Thatcher plan to use troops to haul coal
DOCUMENTS show the Thatcher government planned to use soldiers to move coal as it prepared for a decisive showdown with miners.
MARGARET Thatcher secretly considered the use of troops to break a strike by coalminers, according to newly released government papers.
Documents released by the National Archives at Kew, west London, show the extent of the planning by Thatcher's Conservative government for the decisive showdown with the miners which helped define her political legacy.
The papers show that ministers and officials repeatedly warned that a confrontation with the National Union of Mineworkers (NUM) and its leftwing leader, Arthur Scargill, was inevitable.
Thatcher, who had been a minister in Edward Heath's government in the 1970s when it was brought to its knees by a miners' strike, was only too well aware of the stakes involved.

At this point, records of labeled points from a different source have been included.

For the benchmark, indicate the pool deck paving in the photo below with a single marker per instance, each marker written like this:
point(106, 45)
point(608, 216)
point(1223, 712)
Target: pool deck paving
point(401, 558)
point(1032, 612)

In February 1981 - less than two years into her premiership - she had been forced to cave-in to the NUM's pay demands, aware that the government was unprepared to withstand a prolonged conflict.
Behind the scenes, however, a secret Whitehall working group - codenamed MISC 57 - was established to lay the ground for the battle to come.
Plans were set in train quietly to purchase land next to electricity power stations - which were nearly all coal-fired - so that coal could be stockpiled to keep them running through a strike.
They also began the expensive process of converting stations to dual-firing so that they could run on oil if coal supplies were exhausted.
MISC 57 also discussed using troops to move coal stocks, although officials were unenthusiastic warning that it would be a "formidable undertaking".
In a memorandum dated October 27, 1983, PL Gregson at the Cabinet Office noted: "To move 1/2 million tonnes of coal per week - twice as much as was transported by road during the rail strikes earlier this year, when power stations were not picketed - would involve 4-5,000 lorry movements per day between pitheads and power stations continuously for 20 weeks.
"The law and order problems of coping with pickets not just at the power stations but also at the pitheads would be enormous and would arise from the very outset of the strike.
"A major risk might be that power station workers would refuse to handle coal brought in by servicemen in this way."
The following day, however, a meeting of senior ministers chaired by Mrs Thatcher ruled - while they might be able to rely on existing coal stocks in the early stages of a strike - planning for the use of troops should continue.
"It was agreed that ... it might be necessary at some stage to examine more radical options for extending endurance, including the use of servicemen to move pithead stocks to power stations by rail and road," the minutes noted.